•MapReduce : MapReduce is a programming model for processing large data sets with a parallel, distributed algorithm on a cluster. Hadoop MapReduce is a programming model and software framework for writing applications that rapidly process vast amounts of data in parallel on large clusters of compute nodes . The MapReduce consists of two functions, map() and reduce(). Mapper performs the tasks of filtering and sorting and reducer performs the tasks of summarizing the result. There may be multiple reducers to parallelize the aggregations . Users can implement their own processing logic by specifying a customized map() and reduce() function. The map() function takes an input key/value pair and produces a list of intermediate key/value pairs. The MapReduce runtime system groups together all intermediate pairs based on the intermediate keys and passes them to reduce() function for producing the final results. Map Reduce is widely used for the Analysis of big data.

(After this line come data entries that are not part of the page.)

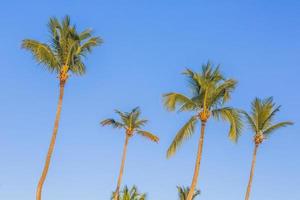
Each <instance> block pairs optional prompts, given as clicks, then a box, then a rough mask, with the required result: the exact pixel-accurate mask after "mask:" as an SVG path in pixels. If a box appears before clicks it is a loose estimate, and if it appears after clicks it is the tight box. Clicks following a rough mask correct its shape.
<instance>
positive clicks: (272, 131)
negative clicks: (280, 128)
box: [263, 121, 294, 136]
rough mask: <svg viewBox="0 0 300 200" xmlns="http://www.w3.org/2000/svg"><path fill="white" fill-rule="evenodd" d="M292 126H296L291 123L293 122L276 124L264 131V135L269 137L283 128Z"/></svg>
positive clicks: (286, 121)
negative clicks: (278, 129) (272, 133)
mask: <svg viewBox="0 0 300 200" xmlns="http://www.w3.org/2000/svg"><path fill="white" fill-rule="evenodd" d="M291 125H294V122H291V121H285V122H279V123H277V124H274V125H272V126H270V127H269V128H267V129H266V130H265V131H263V133H264V134H265V135H267V136H268V135H270V134H271V133H273V132H274V131H275V130H277V129H279V128H283V127H286V126H291Z"/></svg>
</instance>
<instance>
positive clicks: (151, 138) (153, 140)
mask: <svg viewBox="0 0 300 200" xmlns="http://www.w3.org/2000/svg"><path fill="white" fill-rule="evenodd" d="M136 132H137V133H138V134H139V135H141V136H143V137H146V138H148V139H149V140H151V141H153V142H158V141H159V138H158V137H157V136H156V135H154V134H152V133H150V132H148V131H144V130H137V131H136Z"/></svg>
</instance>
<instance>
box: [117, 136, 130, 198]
mask: <svg viewBox="0 0 300 200" xmlns="http://www.w3.org/2000/svg"><path fill="white" fill-rule="evenodd" d="M128 140H129V135H128V134H126V138H125V143H124V147H123V155H122V163H121V167H120V173H119V177H118V183H117V188H116V191H115V196H114V200H118V197H119V191H120V186H121V182H122V177H123V171H124V166H125V160H126V153H127V146H128Z"/></svg>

•Large scale data processing is a difficult task. Managing hundreds or thousands of processors and managing parallelization and distributed environments makes it more difficult. Map Reduce provides solution to the mentioned issues since it supports distributed and parallel I/O scheduling. It is fault tolerant and supports scalability and it has inbuilt processes for status and monitoring of heterogeneous and large datasets as in Big Data. •Phases of Map Reduce •Input Phase − Here we have a Record Reader that translates each record in an input file and sends the parsed data to the mapper in the form of keyvalue pairs. • Map − Map is a user-defined function, which takes a series of key-value pairs and processes each one of them to generate zero or more key-value pairs. • Intermediate Keys − The key-value pairs generated by the mapper are known as intermediate keys. • Combiner − A combiner is a type of local Reducer that groups similar data from the map phase into identifiable sets. It takes the intermediate keys from the mapper as input and applies a user-defined code to aggregate the values in a small scope of one mapper. It is not a part of the main MapReduce algorithm; it is optional.
• Shuffle and Sort − The Reducer task starts with the Shuffle and Sort step. It downloads the grouped key-value pairs onto the local machine, where the Reducer is running. The individual key-value pairs are sorted by key into a larger data list. The data list groups the equivalent keys together so that their values can be iterated easily in the Reducer task. • Reducer − The Reducer takes the grouped key-value paired data as input and runs a Reducer function on each one of them. Here, the data can be aggregated, filtered, and combined in a number of ways, and it requires a wide range of processing. Once the execution is over, it gives zero or more key-value pairs to the final step. • Output Phase − In the output phase, we have an output formatter that translates the final key-value pairs from the Reducer function and writes them onto a file using a record writer.